So any constant C, I need to include that. When I'm being asked for an indefinite integral like this, I need to write that this is equal to X cubed plus C. If I leave up the C, it's wrong.

If you leave up the C, you will get marks taken off.

If you forget the constant when you're asked for an indefinite integral, it is wrong.

Okay? This is something to like really ingrain in your brain.

It's an understanding thing. It's not just a simple oops I forgot a letter. It is. You need to understand that X cubed is not the only possible function whose derivative is 3x squared.

There are infinitely many functions that will give you that.

Okay, does this make sense? Any questions? I'm not saying that to like is carry or anything. I'm saying it because it's like a really important concept to wrap your head around.

It's kind of tricky. Okay. And it might seem like just some silly thing that you have to remember, but it's really.

It's really a conceptual thing.

Okay. This. I'm not going to go through this. Really not. It's not worth it to just read this all in class right now.

The idea is that we established a bunch of derivatives that are common, that we see a lot that we know we've derived them.

You can do the exact same thing for integration. Notice that all of those indefinite integrals have that C on the right hand side.

That's why I say it's really important. It actually is super, super important. The ways that we've derived these are. I mean, they're basically from the fact that we know all those derivatives, the one that I would draw your attention to and definitely slow down the videos, pause them, whatever you need to do to understand why the antiderivative of one over X is not just one of X, it's one of the absolute value of X.

Okay, that's a really good one. It's very interesting. I think the last rule. So the last thing on this page is basically that you've got that sum rule.

So when we were taking definite integrals, remember if you had the sum of two functions, you could split that up into two different definite integrals.

And you did the same thing for indefinite integrals.

The last thing was this constant rule. Remember for derivatives, it worked like exactly how you think.

You just pulled the constant out and then you took the derivative and then it works the same thing for definite integrals.

We already saw that. And so it does work the same way for indefinite integrals as well.

So it works in that I can take that right out of the indefinite integral.

Okay, Any questions? We're going to start doing some antiderivatives.

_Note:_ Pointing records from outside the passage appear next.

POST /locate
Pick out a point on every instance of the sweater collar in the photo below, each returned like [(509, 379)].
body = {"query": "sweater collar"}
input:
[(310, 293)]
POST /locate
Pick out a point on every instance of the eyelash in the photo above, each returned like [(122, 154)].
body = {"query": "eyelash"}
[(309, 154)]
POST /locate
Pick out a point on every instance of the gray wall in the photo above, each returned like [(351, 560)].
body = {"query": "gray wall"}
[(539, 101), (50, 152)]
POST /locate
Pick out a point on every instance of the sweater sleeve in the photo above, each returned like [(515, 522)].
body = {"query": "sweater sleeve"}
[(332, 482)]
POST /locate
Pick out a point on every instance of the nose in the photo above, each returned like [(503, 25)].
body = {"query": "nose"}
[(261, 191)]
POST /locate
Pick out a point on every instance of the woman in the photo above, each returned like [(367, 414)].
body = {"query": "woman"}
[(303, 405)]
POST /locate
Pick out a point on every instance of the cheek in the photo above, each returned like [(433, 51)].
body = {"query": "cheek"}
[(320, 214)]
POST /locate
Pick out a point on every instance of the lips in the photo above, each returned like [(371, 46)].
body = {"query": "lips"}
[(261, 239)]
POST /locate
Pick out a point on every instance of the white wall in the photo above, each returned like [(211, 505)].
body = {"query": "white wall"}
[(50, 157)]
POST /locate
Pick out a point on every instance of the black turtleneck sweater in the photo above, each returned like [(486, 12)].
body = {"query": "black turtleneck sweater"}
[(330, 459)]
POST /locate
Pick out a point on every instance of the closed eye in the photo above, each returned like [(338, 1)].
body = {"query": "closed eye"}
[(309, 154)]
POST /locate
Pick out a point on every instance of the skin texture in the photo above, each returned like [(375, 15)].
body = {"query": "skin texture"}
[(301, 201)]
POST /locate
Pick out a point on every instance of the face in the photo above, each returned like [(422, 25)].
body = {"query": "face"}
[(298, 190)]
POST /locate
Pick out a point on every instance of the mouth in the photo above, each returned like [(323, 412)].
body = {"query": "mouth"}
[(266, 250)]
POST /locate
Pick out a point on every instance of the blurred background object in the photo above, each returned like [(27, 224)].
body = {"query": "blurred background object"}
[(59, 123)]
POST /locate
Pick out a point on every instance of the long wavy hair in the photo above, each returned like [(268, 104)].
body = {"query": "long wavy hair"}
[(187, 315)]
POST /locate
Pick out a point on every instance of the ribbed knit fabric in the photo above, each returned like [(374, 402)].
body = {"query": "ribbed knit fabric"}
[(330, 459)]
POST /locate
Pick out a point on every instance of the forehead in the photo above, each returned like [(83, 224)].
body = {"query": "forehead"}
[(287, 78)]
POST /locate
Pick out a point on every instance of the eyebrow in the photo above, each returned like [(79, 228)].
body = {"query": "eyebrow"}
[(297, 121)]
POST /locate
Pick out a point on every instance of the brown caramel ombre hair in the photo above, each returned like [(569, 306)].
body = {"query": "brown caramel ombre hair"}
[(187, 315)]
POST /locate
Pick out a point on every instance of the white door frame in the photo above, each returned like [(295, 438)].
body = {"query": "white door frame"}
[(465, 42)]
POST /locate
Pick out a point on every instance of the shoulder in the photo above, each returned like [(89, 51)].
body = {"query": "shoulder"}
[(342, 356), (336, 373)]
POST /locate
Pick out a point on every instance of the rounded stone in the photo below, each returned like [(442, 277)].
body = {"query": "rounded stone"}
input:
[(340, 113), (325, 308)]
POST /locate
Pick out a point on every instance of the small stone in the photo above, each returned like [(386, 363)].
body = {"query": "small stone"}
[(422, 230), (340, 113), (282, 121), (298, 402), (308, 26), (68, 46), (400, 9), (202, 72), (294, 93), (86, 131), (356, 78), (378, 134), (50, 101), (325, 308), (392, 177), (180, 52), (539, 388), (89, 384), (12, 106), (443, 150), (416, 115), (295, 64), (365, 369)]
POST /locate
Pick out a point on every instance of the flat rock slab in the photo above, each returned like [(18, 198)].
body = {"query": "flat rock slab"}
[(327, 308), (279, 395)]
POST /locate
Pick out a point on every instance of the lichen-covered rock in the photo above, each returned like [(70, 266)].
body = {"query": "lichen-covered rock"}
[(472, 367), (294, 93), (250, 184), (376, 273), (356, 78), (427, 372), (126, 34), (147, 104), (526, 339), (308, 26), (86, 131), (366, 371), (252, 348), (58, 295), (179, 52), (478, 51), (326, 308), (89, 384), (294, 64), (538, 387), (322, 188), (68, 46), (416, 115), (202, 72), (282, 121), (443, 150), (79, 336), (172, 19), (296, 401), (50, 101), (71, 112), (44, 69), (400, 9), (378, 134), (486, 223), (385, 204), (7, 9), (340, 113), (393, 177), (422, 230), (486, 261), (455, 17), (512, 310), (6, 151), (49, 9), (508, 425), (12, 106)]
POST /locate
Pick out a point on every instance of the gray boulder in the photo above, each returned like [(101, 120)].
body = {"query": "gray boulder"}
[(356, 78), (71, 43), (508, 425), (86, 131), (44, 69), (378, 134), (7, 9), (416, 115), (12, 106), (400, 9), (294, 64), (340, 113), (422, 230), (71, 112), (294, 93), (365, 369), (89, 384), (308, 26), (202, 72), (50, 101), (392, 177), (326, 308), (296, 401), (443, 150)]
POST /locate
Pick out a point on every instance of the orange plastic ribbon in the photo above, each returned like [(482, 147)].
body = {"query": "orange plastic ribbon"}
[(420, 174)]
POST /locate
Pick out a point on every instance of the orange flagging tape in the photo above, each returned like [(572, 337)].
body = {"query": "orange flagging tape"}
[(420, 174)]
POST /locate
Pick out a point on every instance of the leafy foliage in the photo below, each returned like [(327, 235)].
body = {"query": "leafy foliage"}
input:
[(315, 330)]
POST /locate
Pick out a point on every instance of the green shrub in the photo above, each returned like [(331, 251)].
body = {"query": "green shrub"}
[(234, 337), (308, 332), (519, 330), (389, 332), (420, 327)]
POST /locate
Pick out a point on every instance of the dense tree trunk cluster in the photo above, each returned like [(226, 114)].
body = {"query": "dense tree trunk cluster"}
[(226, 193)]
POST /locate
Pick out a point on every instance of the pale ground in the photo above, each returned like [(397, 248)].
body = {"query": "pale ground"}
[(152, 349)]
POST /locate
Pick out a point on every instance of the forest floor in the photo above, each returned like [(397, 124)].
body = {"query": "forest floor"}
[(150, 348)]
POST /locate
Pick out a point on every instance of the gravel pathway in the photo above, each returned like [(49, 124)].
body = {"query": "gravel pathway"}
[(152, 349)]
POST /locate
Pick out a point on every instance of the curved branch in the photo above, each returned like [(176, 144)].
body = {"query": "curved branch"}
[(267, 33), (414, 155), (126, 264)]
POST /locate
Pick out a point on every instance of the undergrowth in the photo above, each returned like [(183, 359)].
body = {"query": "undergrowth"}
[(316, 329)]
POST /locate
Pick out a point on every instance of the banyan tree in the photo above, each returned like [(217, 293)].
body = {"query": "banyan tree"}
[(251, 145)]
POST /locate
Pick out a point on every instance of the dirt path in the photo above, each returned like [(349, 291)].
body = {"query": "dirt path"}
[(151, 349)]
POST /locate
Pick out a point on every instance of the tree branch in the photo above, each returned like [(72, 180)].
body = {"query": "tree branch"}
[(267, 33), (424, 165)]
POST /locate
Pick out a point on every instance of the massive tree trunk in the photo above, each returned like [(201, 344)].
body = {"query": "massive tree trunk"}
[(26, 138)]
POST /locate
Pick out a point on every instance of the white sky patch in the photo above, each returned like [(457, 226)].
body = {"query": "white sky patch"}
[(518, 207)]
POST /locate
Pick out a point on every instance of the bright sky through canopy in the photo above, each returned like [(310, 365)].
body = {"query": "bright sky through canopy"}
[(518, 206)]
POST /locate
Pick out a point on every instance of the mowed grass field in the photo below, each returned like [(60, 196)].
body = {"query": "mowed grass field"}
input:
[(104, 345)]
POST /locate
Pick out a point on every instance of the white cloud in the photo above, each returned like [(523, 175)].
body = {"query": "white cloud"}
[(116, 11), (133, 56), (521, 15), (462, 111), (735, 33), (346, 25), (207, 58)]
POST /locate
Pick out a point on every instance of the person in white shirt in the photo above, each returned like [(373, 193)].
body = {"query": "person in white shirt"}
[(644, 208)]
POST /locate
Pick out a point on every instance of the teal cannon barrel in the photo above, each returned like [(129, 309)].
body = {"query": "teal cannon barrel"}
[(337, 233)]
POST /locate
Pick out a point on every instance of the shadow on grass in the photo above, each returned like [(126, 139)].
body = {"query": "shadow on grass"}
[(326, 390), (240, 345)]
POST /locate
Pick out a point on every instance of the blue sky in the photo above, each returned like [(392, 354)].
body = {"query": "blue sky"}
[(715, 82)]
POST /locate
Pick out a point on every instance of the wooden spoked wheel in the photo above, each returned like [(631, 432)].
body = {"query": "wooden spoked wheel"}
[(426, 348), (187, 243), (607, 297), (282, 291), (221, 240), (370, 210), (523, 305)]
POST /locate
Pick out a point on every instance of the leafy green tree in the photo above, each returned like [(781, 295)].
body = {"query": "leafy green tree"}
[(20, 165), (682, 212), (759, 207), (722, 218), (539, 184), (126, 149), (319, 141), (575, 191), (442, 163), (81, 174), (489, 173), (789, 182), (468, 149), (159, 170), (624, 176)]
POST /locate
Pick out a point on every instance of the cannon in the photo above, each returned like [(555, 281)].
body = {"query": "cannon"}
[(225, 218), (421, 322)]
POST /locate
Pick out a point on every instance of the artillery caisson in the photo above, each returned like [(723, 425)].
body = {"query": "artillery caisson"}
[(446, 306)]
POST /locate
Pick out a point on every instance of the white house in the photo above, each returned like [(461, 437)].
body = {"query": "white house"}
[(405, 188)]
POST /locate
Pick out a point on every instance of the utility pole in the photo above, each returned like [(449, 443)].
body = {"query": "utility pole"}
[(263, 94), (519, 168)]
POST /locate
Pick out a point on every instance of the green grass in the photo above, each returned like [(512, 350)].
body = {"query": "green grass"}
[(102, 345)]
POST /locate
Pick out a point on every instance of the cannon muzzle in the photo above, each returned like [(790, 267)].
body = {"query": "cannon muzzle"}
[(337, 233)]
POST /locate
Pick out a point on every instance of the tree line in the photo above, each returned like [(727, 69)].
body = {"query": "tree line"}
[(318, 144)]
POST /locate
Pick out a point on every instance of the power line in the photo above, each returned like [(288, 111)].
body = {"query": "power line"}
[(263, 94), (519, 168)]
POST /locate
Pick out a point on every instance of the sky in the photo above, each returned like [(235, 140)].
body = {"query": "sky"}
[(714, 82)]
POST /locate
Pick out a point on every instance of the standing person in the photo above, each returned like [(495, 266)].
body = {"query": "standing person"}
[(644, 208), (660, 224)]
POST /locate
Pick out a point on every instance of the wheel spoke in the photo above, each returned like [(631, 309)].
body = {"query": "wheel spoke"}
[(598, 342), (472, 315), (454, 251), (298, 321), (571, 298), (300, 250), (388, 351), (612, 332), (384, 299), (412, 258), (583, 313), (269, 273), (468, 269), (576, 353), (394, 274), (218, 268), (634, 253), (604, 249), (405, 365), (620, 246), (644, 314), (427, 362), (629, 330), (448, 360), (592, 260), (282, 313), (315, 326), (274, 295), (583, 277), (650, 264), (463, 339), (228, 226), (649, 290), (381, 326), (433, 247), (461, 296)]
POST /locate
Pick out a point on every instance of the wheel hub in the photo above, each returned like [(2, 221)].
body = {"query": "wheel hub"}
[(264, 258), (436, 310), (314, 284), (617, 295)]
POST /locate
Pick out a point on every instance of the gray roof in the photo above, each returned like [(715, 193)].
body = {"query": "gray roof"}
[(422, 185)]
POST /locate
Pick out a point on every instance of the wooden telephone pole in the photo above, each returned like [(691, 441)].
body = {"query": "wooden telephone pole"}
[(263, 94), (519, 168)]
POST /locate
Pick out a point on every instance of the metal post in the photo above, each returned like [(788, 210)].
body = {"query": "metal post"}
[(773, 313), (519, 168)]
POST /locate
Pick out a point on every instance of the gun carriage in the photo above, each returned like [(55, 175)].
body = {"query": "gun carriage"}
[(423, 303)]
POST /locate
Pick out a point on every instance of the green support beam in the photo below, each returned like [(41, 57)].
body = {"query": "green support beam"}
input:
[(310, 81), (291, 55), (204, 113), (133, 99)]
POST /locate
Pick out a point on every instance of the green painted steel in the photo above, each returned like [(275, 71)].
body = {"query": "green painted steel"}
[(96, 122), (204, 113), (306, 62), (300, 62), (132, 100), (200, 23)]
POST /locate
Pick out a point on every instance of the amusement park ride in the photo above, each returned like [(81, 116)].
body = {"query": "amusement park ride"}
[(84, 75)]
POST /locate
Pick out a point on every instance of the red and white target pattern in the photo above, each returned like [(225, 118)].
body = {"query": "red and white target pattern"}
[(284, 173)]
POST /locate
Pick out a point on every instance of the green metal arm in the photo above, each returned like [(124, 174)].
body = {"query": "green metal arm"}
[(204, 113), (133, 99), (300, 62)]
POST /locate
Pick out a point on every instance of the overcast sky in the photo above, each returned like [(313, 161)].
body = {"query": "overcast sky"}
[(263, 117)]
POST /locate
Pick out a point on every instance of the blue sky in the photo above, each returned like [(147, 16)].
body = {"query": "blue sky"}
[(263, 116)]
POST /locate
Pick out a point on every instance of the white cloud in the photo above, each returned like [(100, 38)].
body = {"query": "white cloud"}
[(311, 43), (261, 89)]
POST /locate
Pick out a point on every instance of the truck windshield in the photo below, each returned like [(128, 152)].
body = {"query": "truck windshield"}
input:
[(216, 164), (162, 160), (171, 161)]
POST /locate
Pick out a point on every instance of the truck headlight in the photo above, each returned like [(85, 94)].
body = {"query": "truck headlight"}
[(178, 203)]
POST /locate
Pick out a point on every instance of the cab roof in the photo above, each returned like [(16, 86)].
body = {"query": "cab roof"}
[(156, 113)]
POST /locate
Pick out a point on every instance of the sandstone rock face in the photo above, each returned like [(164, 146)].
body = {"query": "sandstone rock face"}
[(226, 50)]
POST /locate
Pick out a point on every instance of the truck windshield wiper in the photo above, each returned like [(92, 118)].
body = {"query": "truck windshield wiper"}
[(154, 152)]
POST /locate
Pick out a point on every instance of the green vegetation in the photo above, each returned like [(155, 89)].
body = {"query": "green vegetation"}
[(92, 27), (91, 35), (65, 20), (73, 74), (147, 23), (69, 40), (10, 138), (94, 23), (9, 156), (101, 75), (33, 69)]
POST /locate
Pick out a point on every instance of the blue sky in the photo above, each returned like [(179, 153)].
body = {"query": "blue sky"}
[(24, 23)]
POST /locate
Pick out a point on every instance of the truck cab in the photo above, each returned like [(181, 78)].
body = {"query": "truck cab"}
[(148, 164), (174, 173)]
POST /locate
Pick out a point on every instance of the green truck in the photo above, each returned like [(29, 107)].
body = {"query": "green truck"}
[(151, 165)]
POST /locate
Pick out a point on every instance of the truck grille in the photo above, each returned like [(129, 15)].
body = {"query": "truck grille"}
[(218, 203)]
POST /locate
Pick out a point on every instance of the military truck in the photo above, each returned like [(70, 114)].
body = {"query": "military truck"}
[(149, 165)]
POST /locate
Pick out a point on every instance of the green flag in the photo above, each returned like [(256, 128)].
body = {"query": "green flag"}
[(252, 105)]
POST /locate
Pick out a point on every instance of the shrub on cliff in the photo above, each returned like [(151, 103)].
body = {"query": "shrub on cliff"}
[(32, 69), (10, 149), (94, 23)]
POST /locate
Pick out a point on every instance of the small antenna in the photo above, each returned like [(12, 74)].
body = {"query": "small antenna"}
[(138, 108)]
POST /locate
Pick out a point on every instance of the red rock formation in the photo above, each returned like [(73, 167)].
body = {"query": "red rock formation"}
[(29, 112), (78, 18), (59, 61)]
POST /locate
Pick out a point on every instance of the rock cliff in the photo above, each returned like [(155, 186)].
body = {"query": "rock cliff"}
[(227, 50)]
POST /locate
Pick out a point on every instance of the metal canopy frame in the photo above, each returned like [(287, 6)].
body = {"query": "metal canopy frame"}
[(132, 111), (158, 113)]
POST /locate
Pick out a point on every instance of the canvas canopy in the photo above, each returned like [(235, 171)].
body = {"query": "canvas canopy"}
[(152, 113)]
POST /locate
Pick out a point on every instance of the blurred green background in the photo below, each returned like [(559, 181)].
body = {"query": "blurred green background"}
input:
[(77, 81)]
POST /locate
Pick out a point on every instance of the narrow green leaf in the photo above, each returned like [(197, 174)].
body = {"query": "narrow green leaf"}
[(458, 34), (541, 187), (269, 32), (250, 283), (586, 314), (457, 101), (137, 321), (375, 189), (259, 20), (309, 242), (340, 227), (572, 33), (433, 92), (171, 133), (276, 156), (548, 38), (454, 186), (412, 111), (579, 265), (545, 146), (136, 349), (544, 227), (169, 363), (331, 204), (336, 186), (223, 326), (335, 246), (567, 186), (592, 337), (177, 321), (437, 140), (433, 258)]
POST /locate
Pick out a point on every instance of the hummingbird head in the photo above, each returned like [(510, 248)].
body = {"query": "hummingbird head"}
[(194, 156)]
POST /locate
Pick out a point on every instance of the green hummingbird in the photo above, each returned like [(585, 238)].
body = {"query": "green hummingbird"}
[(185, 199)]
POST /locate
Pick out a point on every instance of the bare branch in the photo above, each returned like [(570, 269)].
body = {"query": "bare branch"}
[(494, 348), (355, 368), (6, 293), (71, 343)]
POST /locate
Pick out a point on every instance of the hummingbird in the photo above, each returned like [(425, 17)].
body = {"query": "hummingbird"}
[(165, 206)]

I won't have a chance to get through all of them. Of course, I will always put up my notes. It will be there. But really, really well and truly, these things just take practice.

You just need to try. You just need to work through a bunch of them. Okay. Because you will see things come up that maybe I haven't done in class.

But you still can do it. There's still functions that I'm not going to get to because look at that.

Look. Look at that list. There's so many things there. I can't possibly go through an example that has every single thing in there in class.

Okay, so let's start by actually just revisiting something that we've already seen.

So we already saw this graph. We already computed that integral from 0 to 4 of this function.

So effectively, what we're doing here is we're just checking that What I'm telling you is fact.

We're checking that. If I tell you you can take the antiderivative and the fundamental theorem of calculus, it'll give you the same answer.

We're checking that. I am not telling you lies, okay? I promise that this will give you eight like we checked last week.

Okay? And so the way to do that is I'm going to write my little F function.

So F of T is equal to 6 minus 2t. That was given to me in the problem. Okay? And the fundamental theorem of calculus tells me something about this.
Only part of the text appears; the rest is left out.